There were many other implausible things that were beyond
anyone's comprehension. (I have outlined a few of these things in the
footnotes.)

There was also the fact that the second letter, the one with
my fingerprint on it, hadn't even gone through the mail, and yet I was
being charged with sending bomb threats through the mail. And that
letter wasn't even the bomb threat -- it was the first one -- and yet
I was being prosecuted for the content of the second one, even though
document analysts said there were two typists. [[The document
examiner we hired, a top one, said that two different people had typed
the two different letters.]]

I felt that the government was after me, and from there it was
only one small (paranoid) step to begin to wonder whether in fact they
had framed me in the first place. And there were two reasons why it
would be plausible to.

First, I had written a chapter in my book "The Medical
Detectives" (and that chapter had also been serialized earlier in a
magazine), quoting people who were criticizing the Government and the
FBI and accusing them of a cover up in the JFK assassination.

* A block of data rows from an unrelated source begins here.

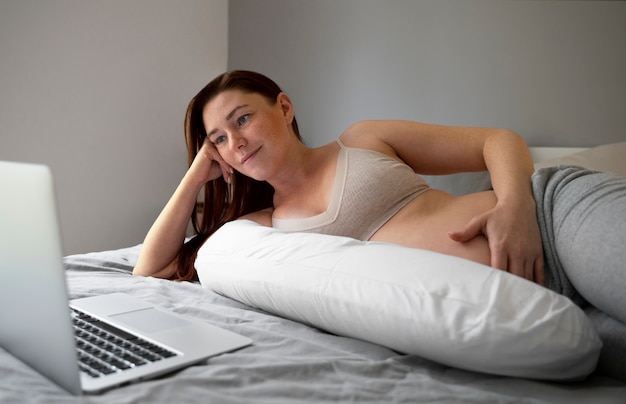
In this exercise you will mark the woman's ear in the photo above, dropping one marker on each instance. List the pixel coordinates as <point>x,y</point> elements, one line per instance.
<point>286,106</point>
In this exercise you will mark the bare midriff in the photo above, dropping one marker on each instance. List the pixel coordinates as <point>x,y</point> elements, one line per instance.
<point>426,221</point>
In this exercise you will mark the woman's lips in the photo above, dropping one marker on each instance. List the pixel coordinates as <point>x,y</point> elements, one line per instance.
<point>249,156</point>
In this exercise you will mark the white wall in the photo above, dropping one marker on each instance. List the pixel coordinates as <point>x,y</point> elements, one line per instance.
<point>98,91</point>
<point>554,71</point>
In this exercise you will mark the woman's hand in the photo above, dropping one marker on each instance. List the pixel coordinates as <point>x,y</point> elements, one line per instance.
<point>514,238</point>
<point>209,165</point>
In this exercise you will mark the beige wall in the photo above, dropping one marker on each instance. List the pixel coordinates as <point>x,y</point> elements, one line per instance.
<point>98,91</point>
<point>552,70</point>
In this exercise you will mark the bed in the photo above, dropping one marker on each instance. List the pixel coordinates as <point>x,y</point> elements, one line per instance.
<point>292,361</point>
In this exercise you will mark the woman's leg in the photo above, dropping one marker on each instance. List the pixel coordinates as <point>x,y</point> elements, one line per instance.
<point>589,222</point>
<point>582,215</point>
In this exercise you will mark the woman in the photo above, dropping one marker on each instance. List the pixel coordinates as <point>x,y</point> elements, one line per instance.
<point>253,141</point>
<point>241,127</point>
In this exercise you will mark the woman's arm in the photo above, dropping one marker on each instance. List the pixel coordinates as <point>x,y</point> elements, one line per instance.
<point>162,244</point>
<point>511,227</point>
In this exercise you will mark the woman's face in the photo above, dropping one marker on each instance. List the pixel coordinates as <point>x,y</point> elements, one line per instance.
<point>249,132</point>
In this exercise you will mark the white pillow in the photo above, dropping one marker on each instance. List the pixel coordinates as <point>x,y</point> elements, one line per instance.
<point>608,157</point>
<point>439,307</point>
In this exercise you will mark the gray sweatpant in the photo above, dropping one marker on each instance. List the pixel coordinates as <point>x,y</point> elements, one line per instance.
<point>582,217</point>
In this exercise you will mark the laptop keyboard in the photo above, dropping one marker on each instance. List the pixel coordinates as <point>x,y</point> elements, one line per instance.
<point>104,349</point>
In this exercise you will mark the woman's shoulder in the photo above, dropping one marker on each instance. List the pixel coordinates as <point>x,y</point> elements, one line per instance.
<point>369,135</point>
<point>262,217</point>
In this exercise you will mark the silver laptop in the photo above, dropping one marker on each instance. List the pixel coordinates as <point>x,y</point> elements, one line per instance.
<point>39,327</point>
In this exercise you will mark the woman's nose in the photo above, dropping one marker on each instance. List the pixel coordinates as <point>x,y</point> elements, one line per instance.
<point>239,141</point>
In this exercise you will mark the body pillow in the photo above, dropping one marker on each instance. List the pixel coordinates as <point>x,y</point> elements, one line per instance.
<point>442,308</point>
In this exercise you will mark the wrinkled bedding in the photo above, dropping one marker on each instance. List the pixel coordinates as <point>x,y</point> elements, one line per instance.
<point>288,362</point>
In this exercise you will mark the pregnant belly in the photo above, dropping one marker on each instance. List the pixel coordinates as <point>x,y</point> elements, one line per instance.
<point>426,221</point>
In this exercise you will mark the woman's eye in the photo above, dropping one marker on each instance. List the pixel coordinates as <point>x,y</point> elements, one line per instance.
<point>243,119</point>
<point>219,139</point>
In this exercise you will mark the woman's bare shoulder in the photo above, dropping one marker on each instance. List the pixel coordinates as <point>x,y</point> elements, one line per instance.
<point>262,217</point>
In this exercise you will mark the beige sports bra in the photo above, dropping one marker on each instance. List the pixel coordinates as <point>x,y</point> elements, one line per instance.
<point>369,189</point>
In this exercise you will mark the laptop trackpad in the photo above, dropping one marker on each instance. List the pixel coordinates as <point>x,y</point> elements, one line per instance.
<point>149,320</point>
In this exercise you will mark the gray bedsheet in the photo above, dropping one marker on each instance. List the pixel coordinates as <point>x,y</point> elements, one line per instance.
<point>288,362</point>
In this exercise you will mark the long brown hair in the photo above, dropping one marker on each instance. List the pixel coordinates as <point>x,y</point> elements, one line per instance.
<point>214,208</point>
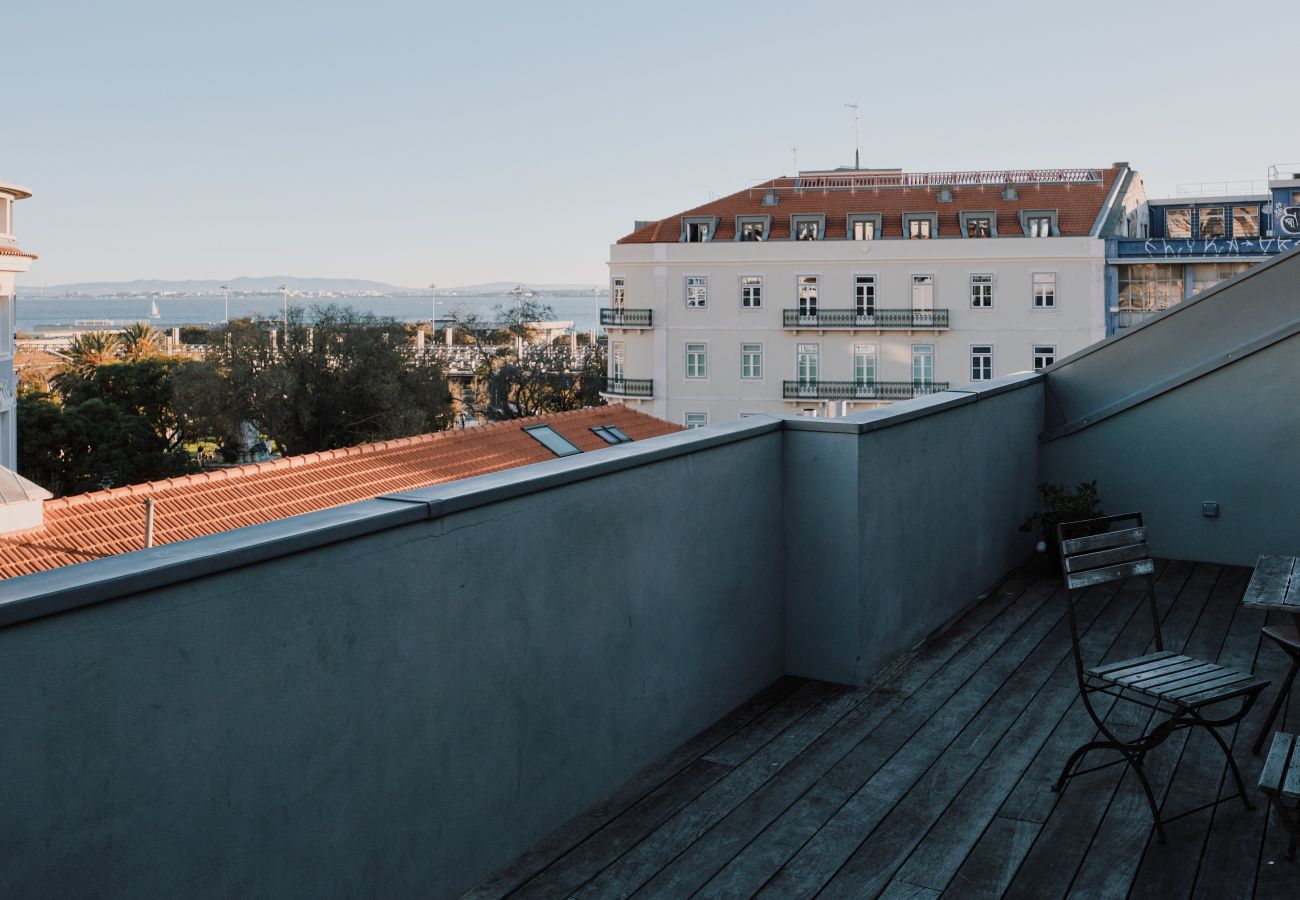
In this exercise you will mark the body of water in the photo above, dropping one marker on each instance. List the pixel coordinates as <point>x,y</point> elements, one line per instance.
<point>40,314</point>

In 1973 not that many people were publicly doing that, and
those who had tried, like Jim Garrison (who, incidentally, was
defended by this same Dr. Barnett I mentioned in the footnote on the
previous page) had been framed by the Government (as Barnett explained
to me at the time).

Secondly, it came out during Watergate that the government had
an enemy list of newspapers, and I had written 8 articles for three of
the newspapers mentioned (The New York Times, The Washington Post, The
St. Louis Post Dispatch).

Although my articles were hardly subversive or
anti-government, I suspected that the government may very well have
kept lists of all bylines that appeared in those papers, especially
considering the hysterical paranoia of the Nixon administration. So
for years I wondered if it was the government (most likely through the
FBI) which had sent those bomb threats to frame me.(1) [[**]]

[[Footnotes:]]

(1) Interestingly enough, the Washington documents showed that
Scientology and the FBI had a very cozy relationship in those days,
and Scientology was routinely turning in draft resisters to the FBI,
either to hurt a recalcitrant member or to gain points with the
government.

[[1997 Footnotes:]]

[[*]] In one of those bizarre twists, the FBI agent on this case,
Bruce Brotman, got together during this time with his old college
roommate, Jeffrey Klein, and began boasting about his great work
on this case (sure), and he gave enough details of the case that Jeffrey
realized it was me. And Jeff knew it was me because Jeff's my second cousin.

I was furious -- I certainly didn't want my family knowing I
had been indicted and arrested -- since FBI agents aren't
supposed to discuss their cases outside of the bureau. A few
years later, incidentally, the newspapers showed a
picture of Brotman carrying children out of Jonestown, as if
he was some great compassionate anti-cultist. Yeah, sure.

[[**]] My name was not on the officially released list, but given
the paranoia of the times, I'm sure there were lists of everyone
who wrote for the anti-government newspapers at the time.